In fact, by this seventh season Sally knows more of Don’s secrets than anyone else–anyone but Don himself, at least. She knows about Dick Whitman, she knows about Don’s affair with Sylvia, and now she knows that he’s been forced out at SC&P, and why. The moment where he opens up to her about what happened in the Hershey meeting is like a sledge hammer hitting the brick wall between them: it’s not going to knock the whole thing down, but it’ll let a little light through. It’s at least enough to get Sally to eat something.
It would be ludicrous to claim that Mad Men has any single central story, but one of its strongest throughlines over its run has been Sally’s coming of age. She’s wise beyond her years, yes, but she’s not all grown up yet. She doesn’t know how to dress for a funeral, can still be a little intimidated and dazzled by her father’s suggestion that they skip out on their restaurant bill. Sally is a kid who has seen too much, perhaps television’s most solid example of Philip Larkin’s “This Must Be the Verse,” but she’s not as worldly as she sometimes seems. Much like her father, she knows how to put on an act.

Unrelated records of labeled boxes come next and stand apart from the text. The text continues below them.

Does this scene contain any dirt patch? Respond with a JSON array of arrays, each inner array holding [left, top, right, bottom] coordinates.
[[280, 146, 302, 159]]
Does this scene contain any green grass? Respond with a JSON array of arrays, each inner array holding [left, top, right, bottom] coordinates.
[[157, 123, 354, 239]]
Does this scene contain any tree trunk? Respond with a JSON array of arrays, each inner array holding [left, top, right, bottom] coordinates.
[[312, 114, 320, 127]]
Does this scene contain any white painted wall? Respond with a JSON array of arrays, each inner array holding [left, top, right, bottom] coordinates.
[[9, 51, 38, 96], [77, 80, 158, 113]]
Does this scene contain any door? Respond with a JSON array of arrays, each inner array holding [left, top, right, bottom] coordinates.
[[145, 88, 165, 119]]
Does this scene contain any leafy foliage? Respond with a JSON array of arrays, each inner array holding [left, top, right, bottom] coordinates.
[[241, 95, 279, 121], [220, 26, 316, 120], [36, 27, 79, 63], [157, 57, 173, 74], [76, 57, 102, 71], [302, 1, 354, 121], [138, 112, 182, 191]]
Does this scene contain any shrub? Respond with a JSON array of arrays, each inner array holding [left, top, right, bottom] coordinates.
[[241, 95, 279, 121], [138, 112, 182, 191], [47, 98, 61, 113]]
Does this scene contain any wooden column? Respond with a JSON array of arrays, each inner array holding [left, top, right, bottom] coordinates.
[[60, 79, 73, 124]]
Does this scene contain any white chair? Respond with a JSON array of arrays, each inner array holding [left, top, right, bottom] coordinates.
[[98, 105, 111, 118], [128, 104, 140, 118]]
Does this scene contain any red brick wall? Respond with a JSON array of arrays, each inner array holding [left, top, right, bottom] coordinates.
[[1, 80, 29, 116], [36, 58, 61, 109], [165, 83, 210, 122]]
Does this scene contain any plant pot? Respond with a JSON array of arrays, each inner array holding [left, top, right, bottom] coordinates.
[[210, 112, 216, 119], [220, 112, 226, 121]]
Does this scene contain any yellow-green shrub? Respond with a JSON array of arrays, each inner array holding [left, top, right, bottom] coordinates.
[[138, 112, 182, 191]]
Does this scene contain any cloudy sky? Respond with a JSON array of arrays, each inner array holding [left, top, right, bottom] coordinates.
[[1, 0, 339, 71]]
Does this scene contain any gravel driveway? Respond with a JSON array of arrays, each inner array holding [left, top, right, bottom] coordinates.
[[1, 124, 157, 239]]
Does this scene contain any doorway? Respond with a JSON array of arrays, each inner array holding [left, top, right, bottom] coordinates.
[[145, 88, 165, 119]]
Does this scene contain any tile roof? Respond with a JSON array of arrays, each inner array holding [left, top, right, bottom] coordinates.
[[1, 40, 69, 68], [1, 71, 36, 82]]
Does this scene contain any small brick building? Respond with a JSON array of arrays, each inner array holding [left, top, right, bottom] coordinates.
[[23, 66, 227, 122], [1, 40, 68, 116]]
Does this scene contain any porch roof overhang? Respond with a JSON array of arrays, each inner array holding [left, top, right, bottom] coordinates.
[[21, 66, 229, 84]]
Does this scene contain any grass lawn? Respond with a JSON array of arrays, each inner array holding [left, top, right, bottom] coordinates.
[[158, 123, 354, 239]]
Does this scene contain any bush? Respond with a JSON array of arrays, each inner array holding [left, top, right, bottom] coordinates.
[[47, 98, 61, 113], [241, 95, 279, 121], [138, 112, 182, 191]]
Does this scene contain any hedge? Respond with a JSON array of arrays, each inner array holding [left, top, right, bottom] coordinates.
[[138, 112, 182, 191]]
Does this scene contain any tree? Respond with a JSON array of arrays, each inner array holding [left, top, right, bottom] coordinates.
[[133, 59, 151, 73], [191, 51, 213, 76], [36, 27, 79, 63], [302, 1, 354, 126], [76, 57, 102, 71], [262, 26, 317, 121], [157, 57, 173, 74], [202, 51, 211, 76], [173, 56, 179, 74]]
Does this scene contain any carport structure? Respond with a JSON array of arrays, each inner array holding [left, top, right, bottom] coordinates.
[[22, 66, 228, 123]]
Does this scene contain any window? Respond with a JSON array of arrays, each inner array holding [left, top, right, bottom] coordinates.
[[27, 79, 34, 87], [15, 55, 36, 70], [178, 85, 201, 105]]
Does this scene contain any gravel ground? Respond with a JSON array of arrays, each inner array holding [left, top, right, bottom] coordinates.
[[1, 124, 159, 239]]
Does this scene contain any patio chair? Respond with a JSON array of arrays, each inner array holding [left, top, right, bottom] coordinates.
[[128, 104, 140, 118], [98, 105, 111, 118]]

Don thinks his image is all he has left, the facade of Don Draper: Ad Man, but all he really needs to get through to Sally is a little bit of honesty. She may think it’s more embarrassing to catch him in a lie than it is to let him lie to her, but that doesn’t mean she’ll play dumb and go back to being Daddy’s Little Girl, and while her methods to get her dad to open up aren’t particularly sophisticated, they are effective. When Sally calls to check in, her friend Carol says, “at least the trip was worth it.” She’s talking about shopping, but Sally’s got more on her mind.
But Sally’s not the only one that gets something out of Don’s decision to open up, Sally gives something back. She eats a tuna melt, tells Don about the funeral, and, most importantly, uses her last moments with him to tell him she loves him, throwing the words at him as she’s jumping out of the car, like she’s scared to let them go.
This week’s closing moments were essentially the opposite of last week’s. We left Don alone again, sure, but rather than the self-pitying, lonely Don, out in the cold, trapped by his own lies, this week Don had hope, he had the capacity for redemption. He told the truth and Sally loves him, maybe she even loves him more. Maybe Don is finally learning that the truth can set him free.